Contra o lobby LGBT! Falar a verdade não é “homofobia”!

Mais uma vez, o STF se coloca na posição de usurpar as prerrogativas do Legislativo com o fim de legislar contra os interesses nacionais e a moralidade popular. Do alto de suas cátedras, como se fossem Deuses, os ministros do STF têm a pretensão de forçar goela abaixo as luzes da “civilização” que eles teriam aprendido em Nova Iorque e Estocolmo.

Dessa vez, trata-se da questão da “homofobia”. As forças mobilizadas do Lobby LGBT, alimentadas por recursos financeiros estrangeiros, pressionam o STF para que se substitua ao Legislativo e legisle criminalizando a homofobia.
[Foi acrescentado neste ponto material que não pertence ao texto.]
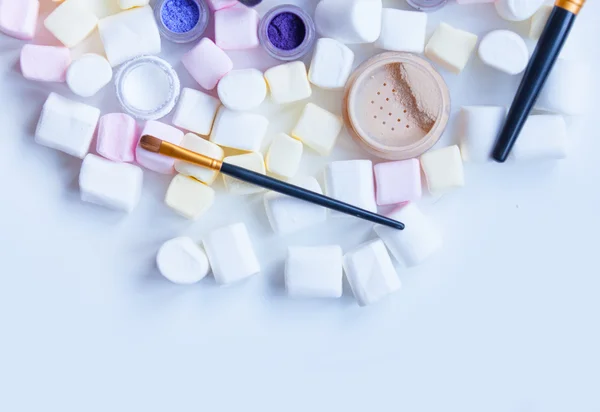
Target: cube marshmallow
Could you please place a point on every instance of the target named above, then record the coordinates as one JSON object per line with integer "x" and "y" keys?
{"x": 196, "y": 111}
{"x": 370, "y": 272}
{"x": 314, "y": 271}
{"x": 111, "y": 184}
{"x": 318, "y": 129}
{"x": 67, "y": 125}
{"x": 230, "y": 254}
{"x": 199, "y": 145}
{"x": 417, "y": 242}
{"x": 451, "y": 48}
{"x": 288, "y": 82}
{"x": 189, "y": 197}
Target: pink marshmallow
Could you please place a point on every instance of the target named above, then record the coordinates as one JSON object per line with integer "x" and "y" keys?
{"x": 207, "y": 63}
{"x": 236, "y": 28}
{"x": 398, "y": 182}
{"x": 154, "y": 161}
{"x": 117, "y": 137}
{"x": 18, "y": 18}
{"x": 45, "y": 63}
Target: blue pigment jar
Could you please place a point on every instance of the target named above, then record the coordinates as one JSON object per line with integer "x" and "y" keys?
{"x": 181, "y": 21}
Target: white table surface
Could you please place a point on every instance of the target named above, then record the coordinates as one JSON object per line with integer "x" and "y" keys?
{"x": 505, "y": 318}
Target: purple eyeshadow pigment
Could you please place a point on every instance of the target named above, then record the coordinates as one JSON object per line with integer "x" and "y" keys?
{"x": 180, "y": 16}
{"x": 286, "y": 31}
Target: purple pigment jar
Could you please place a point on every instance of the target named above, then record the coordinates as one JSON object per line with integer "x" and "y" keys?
{"x": 181, "y": 21}
{"x": 287, "y": 32}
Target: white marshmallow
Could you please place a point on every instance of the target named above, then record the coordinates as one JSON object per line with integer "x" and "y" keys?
{"x": 189, "y": 197}
{"x": 284, "y": 155}
{"x": 504, "y": 50}
{"x": 370, "y": 272}
{"x": 196, "y": 111}
{"x": 349, "y": 21}
{"x": 242, "y": 89}
{"x": 544, "y": 137}
{"x": 480, "y": 127}
{"x": 251, "y": 161}
{"x": 230, "y": 254}
{"x": 417, "y": 242}
{"x": 331, "y": 65}
{"x": 238, "y": 130}
{"x": 67, "y": 125}
{"x": 111, "y": 184}
{"x": 288, "y": 83}
{"x": 314, "y": 272}
{"x": 129, "y": 34}
{"x": 182, "y": 261}
{"x": 351, "y": 181}
{"x": 402, "y": 30}
{"x": 88, "y": 74}
{"x": 199, "y": 145}
{"x": 287, "y": 214}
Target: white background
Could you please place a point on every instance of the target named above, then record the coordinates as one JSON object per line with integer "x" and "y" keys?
{"x": 505, "y": 318}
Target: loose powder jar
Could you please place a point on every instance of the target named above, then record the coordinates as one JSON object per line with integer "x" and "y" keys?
{"x": 396, "y": 105}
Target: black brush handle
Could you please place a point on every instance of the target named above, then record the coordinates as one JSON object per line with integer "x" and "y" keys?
{"x": 549, "y": 46}
{"x": 306, "y": 195}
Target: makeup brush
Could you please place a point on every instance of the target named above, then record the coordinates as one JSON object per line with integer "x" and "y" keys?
{"x": 155, "y": 145}
{"x": 549, "y": 46}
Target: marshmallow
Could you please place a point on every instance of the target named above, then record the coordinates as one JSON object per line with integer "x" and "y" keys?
{"x": 518, "y": 10}
{"x": 88, "y": 74}
{"x": 117, "y": 137}
{"x": 230, "y": 254}
{"x": 318, "y": 129}
{"x": 67, "y": 125}
{"x": 189, "y": 197}
{"x": 242, "y": 89}
{"x": 451, "y": 48}
{"x": 196, "y": 111}
{"x": 18, "y": 18}
{"x": 182, "y": 261}
{"x": 71, "y": 22}
{"x": 351, "y": 181}
{"x": 202, "y": 146}
{"x": 154, "y": 161}
{"x": 288, "y": 83}
{"x": 45, "y": 63}
{"x": 287, "y": 214}
{"x": 129, "y": 34}
{"x": 398, "y": 182}
{"x": 417, "y": 242}
{"x": 114, "y": 185}
{"x": 284, "y": 155}
{"x": 543, "y": 137}
{"x": 402, "y": 30}
{"x": 236, "y": 28}
{"x": 480, "y": 127}
{"x": 238, "y": 130}
{"x": 349, "y": 21}
{"x": 331, "y": 65}
{"x": 370, "y": 272}
{"x": 314, "y": 272}
{"x": 251, "y": 161}
{"x": 207, "y": 63}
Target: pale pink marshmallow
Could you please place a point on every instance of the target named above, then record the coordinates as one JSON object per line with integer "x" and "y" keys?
{"x": 236, "y": 28}
{"x": 207, "y": 63}
{"x": 18, "y": 18}
{"x": 154, "y": 161}
{"x": 398, "y": 182}
{"x": 117, "y": 137}
{"x": 45, "y": 63}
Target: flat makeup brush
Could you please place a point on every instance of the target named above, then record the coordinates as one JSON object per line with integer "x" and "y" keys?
{"x": 549, "y": 46}
{"x": 155, "y": 145}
Querem que o Judiciário leve às últimas consequências o nefasto processo de judicialização da política.

A judicialização da política se tornou a ferramenta das forças obscuras que almejam impôr no Brasil pautas alógenas, já que essas forças não mais confiam nos instrumentos democráticos de um povo tido por elas como “retrógrado”, “atrasado”, “bárbaro” e “fascista”.

Fundamentam essa insanidade delírios patentemente falaciosos sobre o Brasil ser o país que mais “mata LGBTs”, quando já existem investigadores que demonstraram a falsidade da maioria dessas estatísticas, e que o Lobby LGBT contabiliza como “morte por homofobia” disputas por ponto de prostituição, crimes passionais, homicídios por qualquer outro tipo de motivação e, se deixarem, até ataques do coração.

Mas o problema fundamental é que “homofobia” é um conceito vazio, inventado em academias e em ONGs, que pode ser usado como carta branca para silenciar todo e qualquer tipo de discurso que se oponha aos interesses do Lobby LGBT. Não é muito diferente de como os sionistas utilizam o espantalho do antissemitismo para silenciar críticas a Israel.

A intenção aí é amordaçar não apenas quase todas as denominações religiosas, mas até mesmo a investigação científica sobre o tema.

Acha que o homossexualismo não é inato, mas adquirido epigeneticamente por uma série de influências ambientais? Homofobia! Acha que tanto é possível alguém se tornar homossexual como deixar de sê-lo? Homofobia! Acha que o homossexualismo envolve padrões de conduta que não devem ser socialmente normalizados? Homofobia! Acha que a AIDS é, fundamentalmente, um problema caracteristicamente homossexual, e que o seu combate deve passar por uma educação que desincentive a promiscuidade? Homofobia!

Recentemente, foi acusada de homofobia até mesmo uma academia que, diante da escrotidão de haver “casais” homossexuais transando no vestiário público, em horário normal, colocou um educado aviso, bem como um botão de denúncia. Teria sido essa academia motivada pelo “ódio” e “preconceito”, de modo que ela deveria ser processada? Caso a “homofobia” vire crime talvez isso aconteça.

Não nos confundam, porém, com quem se opõe a essa criminalização por achar que “a sociedade brasileira tem que evoluir”, que “não estamos ainda preparados” e que “precisamos de mais educação para a diversidade”. Não embarcamos nos projetos de engenharia social que visam fazer lavagem cerebral em larga escala em nossa juventude, tal como faz a Rede Globo, com o objetivo de “liberalizar” as perspectivas éticas e culturais de nosso povo e nos afastar de nossa identidade histórica. Aqui, nós somos antiliberais absolutamente consistentes.

A esquerda parece não ter entendido ainda as causas da vitória eleitoral do Bolsonaro. O Brasil não é, nunca foi e não deve ser uma cópia barata e terceiro-mundista de Estocolmo, onde “cantar” uma mulher é crime, ou da Nova Iorque em que se permite o aborto até o nascimento.

E se a nossa elite insistir em tentar transformar nosso país em alguma aberração do tipo, ela deve ser combatida com extrema violência.